According to Andreessen Horowitz, a venture capital firm that backs technology companies, Application companies have a lot of room to grow and much to gain in the generative AI market. In order to grow, they must build defensible moats or risk being copied and outmaneuvered as new products launch. Model providers, the backbone of the generative AI market, have yet to achieve significant commercial-scale success, but are promising. A recent report from Grand View Research projects that the size of the global generative AI market will reach $109.4 billion by 2030. According to the report, the fact that the quality of AI products has increased exponentially in the last year has helped drive the adoption of AI solutions. Factors like better image resolution in image generators, reduced latency, enhanced performance, and the speed of outputs are driving the market value of generative AI products. 

CNN predicts that 2023 will be the year of generative AI, and the adoption of trustworthy tools will be paramount to the success of application companies. One example of the importance of product’s being trustworthy is the recent debacle with Google’s search engine chatbot Bard. While huge announcements from Google sent its stocks sky-high as it entered the arena to contend with Microsoft, the speed with which its generative AI product was released came back to hurt Google, when in a demonstration posted to Twitter, Google’s new AI assistant answered a question incorrectly. Bard answered, “what new discoveries from the James Webb Space Telescope can I tell my 9 year old about,” with an image taken by the European Southern Observatory’s Very Large Telescope in 2004. When the error was pointed out by Reuters, Google shares fell 7.7%, taking $100 billion off its market value. 

The need to be cautious about the roll out of AI products sparked interest in the MIT spinoff Verta, which is looking to find a niche between the pressure to adopt AI and the need to monitor and maintain AI models. Verta provides a platform to help companies monitor, manage and deploy the machine-learning models they use to ensure they are safe and performing as expected in the real world. Model monitoring is a huge opportunity for growth; Verta is already working with big players in healthcare, finance, and insurance. The company is catching the eyes of AI adopters and investors for its ability to accelerate the machine learning pipeline while maintaining the integrity of the model. Verta is an example of a company looking to capitalize on the opportunities for growth in the generative AI market.

For 2023 to truly be the year of generative AI, AI tools must transition from cool demos to reliable production-ready applications. As demonstrated by Google, and the success of Verta,  the stakes are incredibly high, especially for the early adopters of AI tools. According to the IBM AI Adoption Index Report from 2022, 35% of companies reported using AI in their business, and an additional 42% reported they are exploring AI. With all the exciting adoption, many companies haven’t taken the key steps to vet the AI tools they are using.

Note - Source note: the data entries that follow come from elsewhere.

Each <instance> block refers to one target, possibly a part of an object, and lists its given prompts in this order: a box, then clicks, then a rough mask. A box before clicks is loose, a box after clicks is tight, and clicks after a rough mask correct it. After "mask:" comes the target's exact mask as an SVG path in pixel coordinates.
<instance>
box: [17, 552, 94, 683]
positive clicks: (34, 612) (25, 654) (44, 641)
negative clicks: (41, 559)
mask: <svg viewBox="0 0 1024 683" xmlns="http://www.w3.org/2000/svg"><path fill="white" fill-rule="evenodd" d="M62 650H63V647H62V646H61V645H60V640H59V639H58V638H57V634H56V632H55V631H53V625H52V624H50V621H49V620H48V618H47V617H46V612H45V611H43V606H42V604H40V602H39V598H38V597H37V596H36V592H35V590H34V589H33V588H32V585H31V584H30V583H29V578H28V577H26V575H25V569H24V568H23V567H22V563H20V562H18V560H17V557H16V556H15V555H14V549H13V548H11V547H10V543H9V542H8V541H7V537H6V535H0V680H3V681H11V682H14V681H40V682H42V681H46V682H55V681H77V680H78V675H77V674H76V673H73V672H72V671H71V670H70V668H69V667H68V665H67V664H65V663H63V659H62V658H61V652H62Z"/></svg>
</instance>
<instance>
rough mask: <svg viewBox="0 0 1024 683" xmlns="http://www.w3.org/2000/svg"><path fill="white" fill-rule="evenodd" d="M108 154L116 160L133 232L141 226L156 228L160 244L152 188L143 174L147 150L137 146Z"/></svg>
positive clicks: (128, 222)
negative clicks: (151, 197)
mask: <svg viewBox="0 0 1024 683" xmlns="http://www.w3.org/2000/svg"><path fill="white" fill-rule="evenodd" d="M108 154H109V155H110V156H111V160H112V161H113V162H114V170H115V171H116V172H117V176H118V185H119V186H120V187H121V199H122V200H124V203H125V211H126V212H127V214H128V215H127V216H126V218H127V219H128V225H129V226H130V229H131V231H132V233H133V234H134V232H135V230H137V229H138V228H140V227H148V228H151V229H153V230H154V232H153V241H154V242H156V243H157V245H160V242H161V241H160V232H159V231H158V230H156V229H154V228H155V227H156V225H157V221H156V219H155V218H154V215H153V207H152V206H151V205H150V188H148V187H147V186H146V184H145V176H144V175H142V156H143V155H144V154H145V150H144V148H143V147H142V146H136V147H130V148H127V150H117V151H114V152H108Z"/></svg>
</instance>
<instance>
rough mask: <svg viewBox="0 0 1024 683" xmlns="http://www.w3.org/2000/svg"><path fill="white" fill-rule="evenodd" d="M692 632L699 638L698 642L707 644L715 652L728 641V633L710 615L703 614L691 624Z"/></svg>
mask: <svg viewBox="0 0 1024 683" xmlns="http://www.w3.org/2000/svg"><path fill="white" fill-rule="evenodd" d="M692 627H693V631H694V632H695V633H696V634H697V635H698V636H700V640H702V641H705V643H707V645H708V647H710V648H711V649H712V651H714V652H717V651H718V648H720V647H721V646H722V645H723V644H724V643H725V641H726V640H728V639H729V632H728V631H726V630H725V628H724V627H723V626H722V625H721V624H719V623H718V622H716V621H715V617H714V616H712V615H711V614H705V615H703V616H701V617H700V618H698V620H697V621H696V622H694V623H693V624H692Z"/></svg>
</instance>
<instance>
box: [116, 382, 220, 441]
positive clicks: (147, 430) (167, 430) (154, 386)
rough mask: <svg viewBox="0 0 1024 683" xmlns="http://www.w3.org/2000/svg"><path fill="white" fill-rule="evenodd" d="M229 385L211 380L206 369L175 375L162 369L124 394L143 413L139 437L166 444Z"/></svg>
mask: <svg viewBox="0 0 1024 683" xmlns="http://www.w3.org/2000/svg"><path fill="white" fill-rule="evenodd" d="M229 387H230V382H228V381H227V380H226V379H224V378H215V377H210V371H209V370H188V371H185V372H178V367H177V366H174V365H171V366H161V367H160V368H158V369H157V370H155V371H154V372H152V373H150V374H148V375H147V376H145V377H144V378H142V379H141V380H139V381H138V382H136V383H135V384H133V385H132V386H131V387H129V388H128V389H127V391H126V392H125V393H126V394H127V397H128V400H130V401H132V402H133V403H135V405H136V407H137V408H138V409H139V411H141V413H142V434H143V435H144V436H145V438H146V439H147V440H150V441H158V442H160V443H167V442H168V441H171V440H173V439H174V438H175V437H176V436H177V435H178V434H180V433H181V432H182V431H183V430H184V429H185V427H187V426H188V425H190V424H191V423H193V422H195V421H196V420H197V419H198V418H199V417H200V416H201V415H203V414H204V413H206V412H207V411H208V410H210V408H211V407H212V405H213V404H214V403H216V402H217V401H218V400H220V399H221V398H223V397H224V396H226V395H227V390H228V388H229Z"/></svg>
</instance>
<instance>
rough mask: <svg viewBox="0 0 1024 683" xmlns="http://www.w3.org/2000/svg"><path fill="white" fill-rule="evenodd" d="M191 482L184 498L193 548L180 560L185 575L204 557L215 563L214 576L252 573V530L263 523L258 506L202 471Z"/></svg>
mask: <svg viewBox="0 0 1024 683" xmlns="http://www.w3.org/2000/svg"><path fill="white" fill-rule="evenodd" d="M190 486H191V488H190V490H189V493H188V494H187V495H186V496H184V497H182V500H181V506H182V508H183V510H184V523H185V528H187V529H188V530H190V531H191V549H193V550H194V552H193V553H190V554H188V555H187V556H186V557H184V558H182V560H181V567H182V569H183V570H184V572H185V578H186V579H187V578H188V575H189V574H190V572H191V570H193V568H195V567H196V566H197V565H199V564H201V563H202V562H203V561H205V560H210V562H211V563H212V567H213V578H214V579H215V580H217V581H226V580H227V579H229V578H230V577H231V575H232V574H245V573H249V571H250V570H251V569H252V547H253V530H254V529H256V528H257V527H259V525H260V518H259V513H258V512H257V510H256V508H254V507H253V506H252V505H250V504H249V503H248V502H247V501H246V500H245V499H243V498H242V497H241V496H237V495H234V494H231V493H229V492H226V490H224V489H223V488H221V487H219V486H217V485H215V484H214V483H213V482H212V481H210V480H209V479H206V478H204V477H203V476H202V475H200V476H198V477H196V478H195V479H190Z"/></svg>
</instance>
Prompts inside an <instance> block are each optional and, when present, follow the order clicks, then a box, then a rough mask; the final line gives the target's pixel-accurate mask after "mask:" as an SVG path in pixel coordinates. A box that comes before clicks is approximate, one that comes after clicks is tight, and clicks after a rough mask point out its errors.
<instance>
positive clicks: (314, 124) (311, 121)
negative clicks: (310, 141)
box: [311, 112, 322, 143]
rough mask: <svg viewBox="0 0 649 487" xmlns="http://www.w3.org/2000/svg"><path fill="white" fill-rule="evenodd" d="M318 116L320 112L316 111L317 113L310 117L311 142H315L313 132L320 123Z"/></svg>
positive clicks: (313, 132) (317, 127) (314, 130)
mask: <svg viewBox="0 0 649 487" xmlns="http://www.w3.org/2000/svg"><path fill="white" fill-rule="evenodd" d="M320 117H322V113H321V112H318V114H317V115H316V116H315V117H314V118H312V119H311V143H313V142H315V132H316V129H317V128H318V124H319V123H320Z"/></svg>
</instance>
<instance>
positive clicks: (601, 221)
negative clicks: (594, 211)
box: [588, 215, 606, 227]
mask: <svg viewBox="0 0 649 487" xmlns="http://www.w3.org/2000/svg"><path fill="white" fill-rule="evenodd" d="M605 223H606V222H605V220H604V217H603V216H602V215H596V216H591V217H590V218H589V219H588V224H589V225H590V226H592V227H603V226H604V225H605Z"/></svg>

According to the report, 74% weren’t working towards reducing unintended bias in their use of AI, 68% weren’t tracking performance variations and model drift, and 61% were not doing enough to make sure they could explain the decisions they made with input from AI. In addition, 85% of IT professionals surveyed agreed that consumers were more likely to decide on a company that is transparent about how its AI models are built, managed, and used. 

As evidenced by the survey, there is an immense drive to adopt AI but a lack of resources to ensure that AI solutions are trustworthy. As an application company that is focused on providing a trustworthy product, Summari occupies a niche in the generative AI market as an application company devoted to delivering a trustworthy product and committed to transparency. Transparency is a critical component of establishing trust when using AI, and the trustworthiness of an AI solution can easily be forgotten when solutions are adopted rapidly. Coupled with the growing trend of investing in AI companies, the generative AI market’s future will require companies to lean into explainability and transparency. Companies like Summari or Verta who are finding a niche in the useful, trustworthy generative AI space have the most to gain.